Southwest Quinoa Breakfast Salad
Ingredients:
For the Quinoa:
- 1 cup quinoa, rinsed
- 2 cups water
- 1/2 teaspoon ground cumin
- 1/2 teaspoon chili powder
- 1/4 teaspoon garlic powder
- Salt to taste
For the Salad:
- 4 cups mixed salad greens
- 1 cup black beans, canned and drained
- 1 cup corn kernels (fresh, frozen, or canned)
- 1 cup cherry tomatoes, halved
- 1 avocado, diced
- 1/4 cup red onion, finely chopped
- 1/4 cup cilantro, chopped
For the Dressing:
- 3 tablespoons extra-virgin olive oil
- 2 tablespoons lime juice
- 1 teaspoon honey
- 1/2 teaspoon ground cumin
- Salt and black pepper to taste
Instructions:
- In a medium saucepan, combine quinoa, water, ground cumin, chili powder, garlic powder, and a pinch of salt. Bring to a boil, then reduce heat to low, cover, and simmer for 15-20 minutes, or until quinoa is cooked and water is absorbed.
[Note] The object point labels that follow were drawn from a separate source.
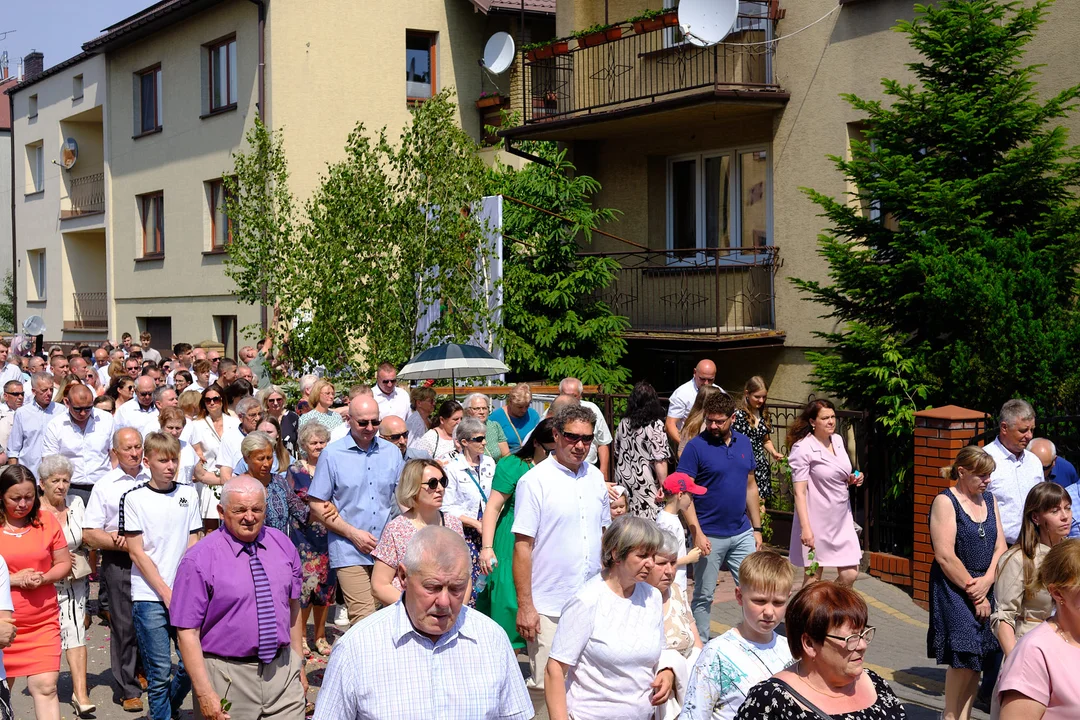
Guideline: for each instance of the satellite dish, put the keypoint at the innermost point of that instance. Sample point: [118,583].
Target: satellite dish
[499,52]
[706,22]
[69,153]
[35,325]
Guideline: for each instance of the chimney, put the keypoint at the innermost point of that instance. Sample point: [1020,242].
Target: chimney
[35,64]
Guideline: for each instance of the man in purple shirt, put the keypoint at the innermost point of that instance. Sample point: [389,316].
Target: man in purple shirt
[230,638]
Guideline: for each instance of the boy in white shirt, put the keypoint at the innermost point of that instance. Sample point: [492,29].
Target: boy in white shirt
[161,520]
[679,489]
[751,651]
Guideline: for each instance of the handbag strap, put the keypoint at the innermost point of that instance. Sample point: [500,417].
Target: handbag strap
[807,704]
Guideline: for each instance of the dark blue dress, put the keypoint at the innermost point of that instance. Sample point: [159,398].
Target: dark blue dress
[956,636]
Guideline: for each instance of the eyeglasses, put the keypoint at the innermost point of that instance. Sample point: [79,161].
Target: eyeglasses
[851,642]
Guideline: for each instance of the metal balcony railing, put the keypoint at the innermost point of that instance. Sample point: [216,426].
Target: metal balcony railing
[705,293]
[630,68]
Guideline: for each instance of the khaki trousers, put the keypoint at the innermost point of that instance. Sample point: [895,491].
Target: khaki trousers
[355,584]
[259,690]
[539,650]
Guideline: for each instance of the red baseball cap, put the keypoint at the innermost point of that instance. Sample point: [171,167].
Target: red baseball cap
[683,483]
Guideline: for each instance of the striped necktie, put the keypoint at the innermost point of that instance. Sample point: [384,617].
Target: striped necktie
[264,603]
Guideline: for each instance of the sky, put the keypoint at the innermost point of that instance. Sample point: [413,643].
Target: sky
[57,27]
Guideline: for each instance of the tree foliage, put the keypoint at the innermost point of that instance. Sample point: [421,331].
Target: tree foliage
[954,268]
[554,323]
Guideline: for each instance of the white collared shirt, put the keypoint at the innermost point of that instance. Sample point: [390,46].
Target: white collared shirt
[1010,483]
[565,513]
[468,674]
[88,448]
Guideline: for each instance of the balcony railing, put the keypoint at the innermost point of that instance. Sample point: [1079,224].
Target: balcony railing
[91,312]
[706,293]
[86,195]
[653,65]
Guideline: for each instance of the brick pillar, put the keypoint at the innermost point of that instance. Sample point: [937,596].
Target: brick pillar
[939,434]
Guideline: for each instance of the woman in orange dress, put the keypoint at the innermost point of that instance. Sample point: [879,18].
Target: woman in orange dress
[32,544]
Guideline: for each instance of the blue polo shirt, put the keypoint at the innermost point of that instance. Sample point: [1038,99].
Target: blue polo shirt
[361,485]
[1065,475]
[723,471]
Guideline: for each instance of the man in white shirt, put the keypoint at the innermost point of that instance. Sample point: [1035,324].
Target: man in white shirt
[100,525]
[28,430]
[84,436]
[1017,470]
[561,511]
[682,399]
[391,398]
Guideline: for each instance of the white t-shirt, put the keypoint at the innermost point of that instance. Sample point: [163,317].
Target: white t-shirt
[672,525]
[5,602]
[612,646]
[565,513]
[165,519]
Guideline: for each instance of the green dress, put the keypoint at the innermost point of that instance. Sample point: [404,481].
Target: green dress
[499,598]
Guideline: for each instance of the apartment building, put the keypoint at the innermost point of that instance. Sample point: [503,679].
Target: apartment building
[183,83]
[704,150]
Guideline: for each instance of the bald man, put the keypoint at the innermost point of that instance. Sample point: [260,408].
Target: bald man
[358,475]
[1062,472]
[682,399]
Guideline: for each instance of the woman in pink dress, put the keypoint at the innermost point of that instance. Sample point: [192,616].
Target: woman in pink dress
[821,473]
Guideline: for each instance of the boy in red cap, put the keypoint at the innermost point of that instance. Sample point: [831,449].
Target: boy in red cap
[678,489]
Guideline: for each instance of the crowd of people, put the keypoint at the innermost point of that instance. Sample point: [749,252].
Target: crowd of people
[220,519]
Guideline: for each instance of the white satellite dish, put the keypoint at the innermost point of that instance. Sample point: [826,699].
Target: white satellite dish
[707,22]
[499,52]
[35,325]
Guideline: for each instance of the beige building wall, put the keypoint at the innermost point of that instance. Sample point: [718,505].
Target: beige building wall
[72,247]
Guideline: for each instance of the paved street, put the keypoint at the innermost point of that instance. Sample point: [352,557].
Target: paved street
[898,654]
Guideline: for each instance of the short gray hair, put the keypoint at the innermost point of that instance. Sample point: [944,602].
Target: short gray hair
[469,428]
[54,464]
[1015,410]
[441,545]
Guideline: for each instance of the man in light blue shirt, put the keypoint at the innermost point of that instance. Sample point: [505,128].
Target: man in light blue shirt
[356,477]
[426,655]
[28,429]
Fluff with a fork and let it cool.
- In a large salad bowl, combine the cooked quinoa, mixed salad greens, black beans, corn kernels, cherry tomatoes, diced avocado, finely chopped red onion, and chopped cilantro.
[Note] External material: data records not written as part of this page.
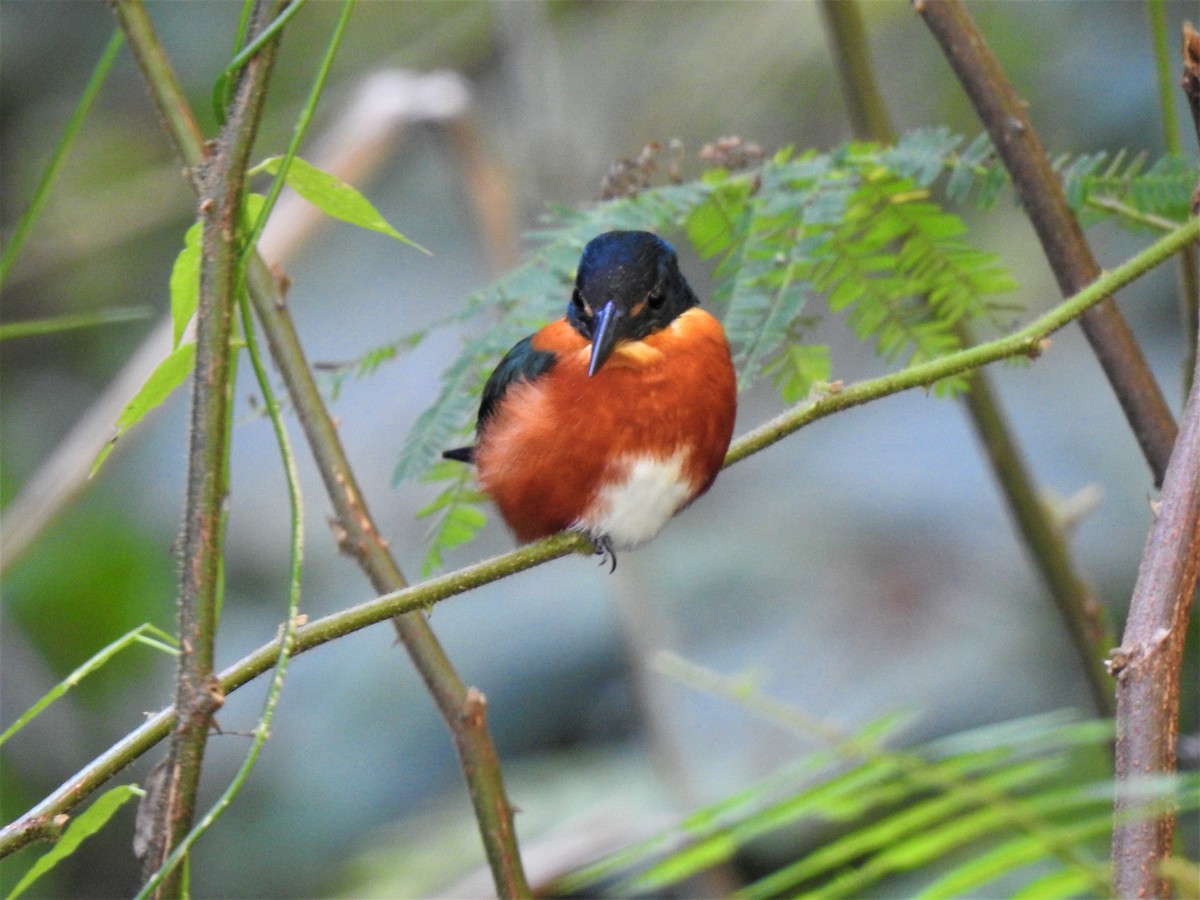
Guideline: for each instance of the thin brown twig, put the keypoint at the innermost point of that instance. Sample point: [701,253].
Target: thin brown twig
[1006,118]
[1149,661]
[462,709]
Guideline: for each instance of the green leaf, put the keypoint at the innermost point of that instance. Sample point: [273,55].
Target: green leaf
[333,197]
[54,324]
[84,826]
[167,376]
[147,634]
[797,369]
[185,282]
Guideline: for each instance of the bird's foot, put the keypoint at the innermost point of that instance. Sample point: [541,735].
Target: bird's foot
[606,553]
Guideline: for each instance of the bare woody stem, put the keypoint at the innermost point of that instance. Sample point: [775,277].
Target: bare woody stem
[220,177]
[1043,538]
[40,822]
[462,709]
[1149,661]
[1041,191]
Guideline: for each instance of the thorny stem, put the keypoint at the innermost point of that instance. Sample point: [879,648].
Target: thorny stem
[1039,189]
[1029,341]
[1043,538]
[1147,666]
[462,709]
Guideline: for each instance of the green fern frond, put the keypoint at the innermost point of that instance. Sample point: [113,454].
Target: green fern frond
[1000,810]
[456,514]
[861,226]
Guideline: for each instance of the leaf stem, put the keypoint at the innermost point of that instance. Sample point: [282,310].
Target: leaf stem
[1043,539]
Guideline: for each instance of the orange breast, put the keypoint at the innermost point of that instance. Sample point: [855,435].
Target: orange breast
[557,442]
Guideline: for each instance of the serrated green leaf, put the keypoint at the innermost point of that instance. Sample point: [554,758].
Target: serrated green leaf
[168,375]
[185,282]
[797,369]
[83,826]
[333,197]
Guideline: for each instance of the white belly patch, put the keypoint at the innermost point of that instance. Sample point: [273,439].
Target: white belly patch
[633,510]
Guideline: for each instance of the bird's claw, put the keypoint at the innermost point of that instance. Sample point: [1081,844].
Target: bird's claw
[606,553]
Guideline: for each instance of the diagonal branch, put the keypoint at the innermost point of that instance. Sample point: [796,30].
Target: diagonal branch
[1149,661]
[40,822]
[462,709]
[1044,540]
[1039,189]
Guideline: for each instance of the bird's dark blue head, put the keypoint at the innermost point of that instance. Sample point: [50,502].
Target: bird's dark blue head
[628,286]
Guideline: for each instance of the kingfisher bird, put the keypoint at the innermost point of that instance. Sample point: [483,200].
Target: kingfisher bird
[615,418]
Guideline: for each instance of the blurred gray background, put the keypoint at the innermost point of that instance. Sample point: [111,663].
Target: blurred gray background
[867,564]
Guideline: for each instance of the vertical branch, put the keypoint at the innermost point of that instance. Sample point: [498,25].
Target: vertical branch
[1044,540]
[220,177]
[1039,189]
[1147,665]
[864,103]
[1189,269]
[462,708]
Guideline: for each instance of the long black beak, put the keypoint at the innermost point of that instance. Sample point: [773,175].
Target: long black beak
[605,335]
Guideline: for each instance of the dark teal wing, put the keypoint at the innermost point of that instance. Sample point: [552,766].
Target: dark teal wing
[521,364]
- In a small bowl, whisk together the dressing ingredients: extra-virgin olive oil, lime juice, honey, ground cumin, salt, and black pepper.
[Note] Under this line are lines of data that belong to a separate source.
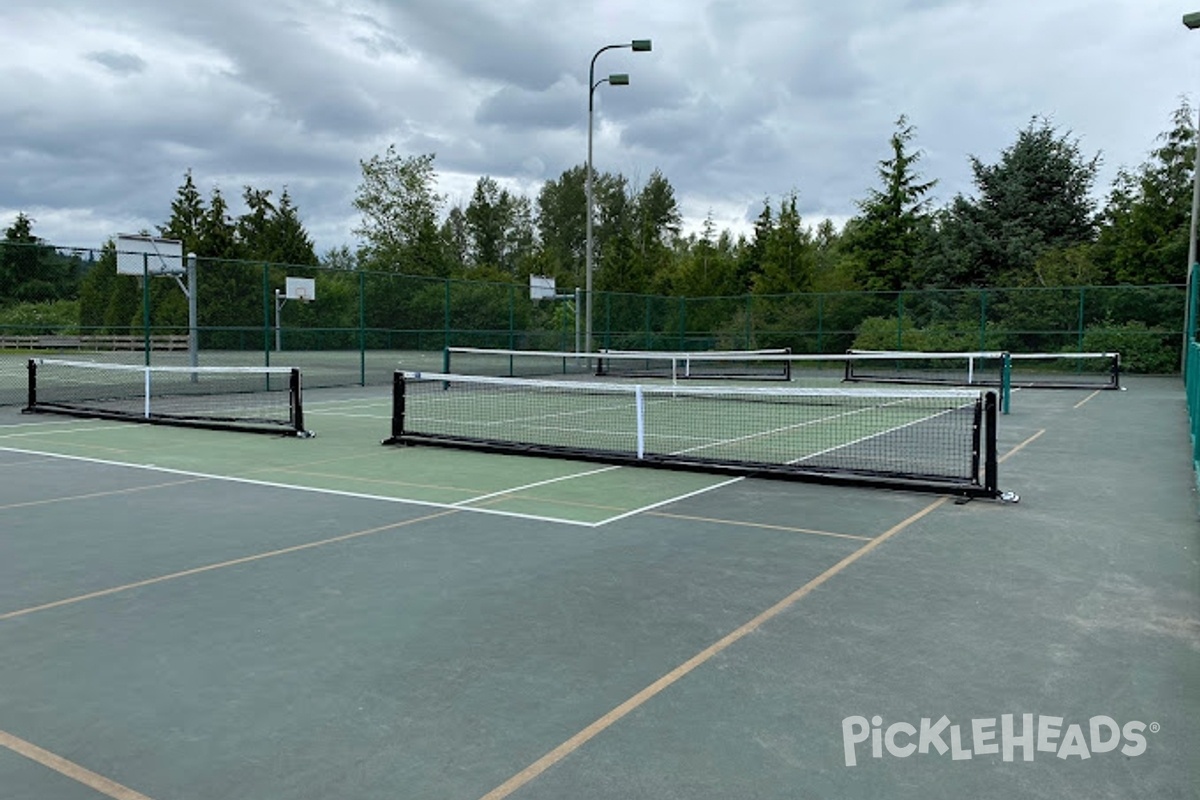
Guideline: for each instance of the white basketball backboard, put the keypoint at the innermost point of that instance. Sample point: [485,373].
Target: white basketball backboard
[300,289]
[138,254]
[541,287]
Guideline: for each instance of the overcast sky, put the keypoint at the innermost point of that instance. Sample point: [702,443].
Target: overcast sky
[106,103]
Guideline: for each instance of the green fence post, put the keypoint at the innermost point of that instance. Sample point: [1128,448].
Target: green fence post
[363,329]
[445,322]
[1080,342]
[649,336]
[821,323]
[607,320]
[683,324]
[513,316]
[749,322]
[145,307]
[983,320]
[267,316]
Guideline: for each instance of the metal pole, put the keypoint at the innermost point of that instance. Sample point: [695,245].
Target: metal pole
[193,331]
[1192,251]
[279,332]
[637,46]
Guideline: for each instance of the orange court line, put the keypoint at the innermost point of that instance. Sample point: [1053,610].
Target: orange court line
[759,524]
[70,769]
[610,719]
[1021,446]
[209,567]
[615,715]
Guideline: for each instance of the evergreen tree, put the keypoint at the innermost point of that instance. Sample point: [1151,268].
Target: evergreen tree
[562,226]
[1037,198]
[1144,236]
[893,227]
[789,256]
[400,215]
[187,216]
[96,289]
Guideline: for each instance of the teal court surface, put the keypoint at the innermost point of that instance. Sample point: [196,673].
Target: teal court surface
[214,615]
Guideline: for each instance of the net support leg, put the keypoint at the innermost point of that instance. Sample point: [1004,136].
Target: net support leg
[640,403]
[31,395]
[397,407]
[991,462]
[295,402]
[1006,382]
- Drizzle the dressing over the salad.
- Gently toss the salad to ensure all ingredients are well coated with the dressing.
- Season the Southwest Quinoa Breakfast Salad with additional salt and pepper to taste if needed.
- Serve the salad in individual plates or on a platter.
- Optionally, garnish with extra cilantro for a fresh touch.
- Enjoy this protein-rich and flavorful breakfast salad with a Southwest twist!